What exactly are complementary and alternative therapies?
Not everyone uses these terms the same way, and they are used to refer to many different methods, so it can be confusing. We use complementary to refer to treatments that are used along with your regular medical care. Alternative treatments are used instead of a doctor’s medical treatment.
Complementary methods: Most complementary treatment methods are not offered as cures for cancer. Mainly, they are used to help the person with cancer feel better. Some methods that are used along with regular treatment are: art therapy or play therapy to reduce stress; acupuncture to help relieve pain; or peppermint tea to relieve nausea. Some complementary methods are known to help, while others have not been tested. Some have been proven not to be helpful, and a few have even been found to be harmful.
Alternative treatments: Alternative treatments may be offered as cancer cures. These treatments have not been proven safe and effective in clinical trials. Some of these methods may pose danger, or have life-threatening side effects. But the biggest danger in most cases is that you (or your child) may lose the chance to be helped by standard medical treatment. Delays or interruptions in medical treatments might give the cancer more time to grow and make it less likely that treatment will help.
Finding out more
It’s easy to see why people with cancer (or with children who have cancer) think about alternative methods. You want to do all you can to help fight the cancer, and the idea of a treatment with few or no side effects sounds great. Sometimes medical treatments like chemotherapy can be hard to take, or they may no longer be working. But the truth is that most of these alternative methods have not been tested and proven to work in treating cancer.

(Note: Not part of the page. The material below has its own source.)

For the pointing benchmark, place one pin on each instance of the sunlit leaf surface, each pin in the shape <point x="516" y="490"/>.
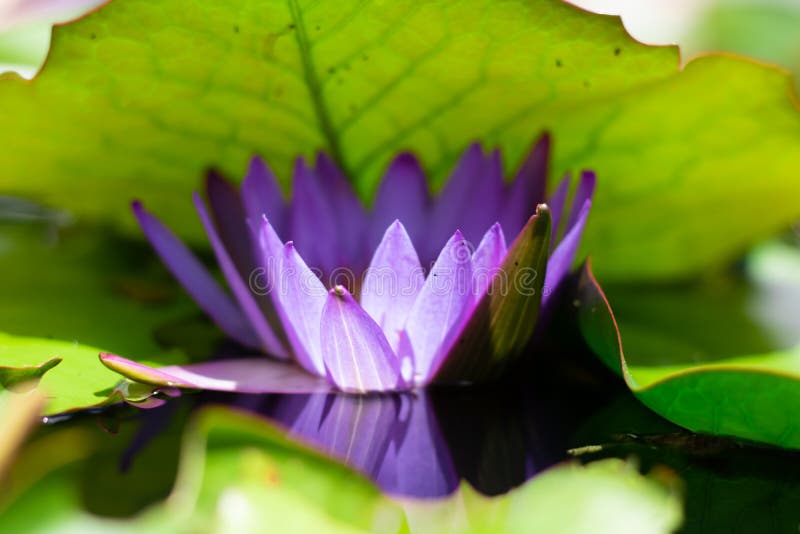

As you consider your options, here are 3 important steps you can take:
- Look for “red flags” that suggest fraud. Does the method promise to cure all or most cancers? Are you told not to use regular medical treatments? Is the treatment a “secret” that can only be given by certain providers or in another country?
- Talk to your (your child’s) doctor or nurse about any method you are thinking about.
- Contact us at 1-800-227-2345 or see the “Complementary and Alternative Medicine” section of our website to learn more about complementary and alternative methods in general and to find out about the specific methods you are looking at.
The choice is yours
You always have a say in your (or your child’s) treatment. If you want to use a non-standard treatment, learn all you can about the method and talk to your doctor about it. With good information and the support of the health care team, you may be able to safely use the methods that can help while avoiding those that could be harmful.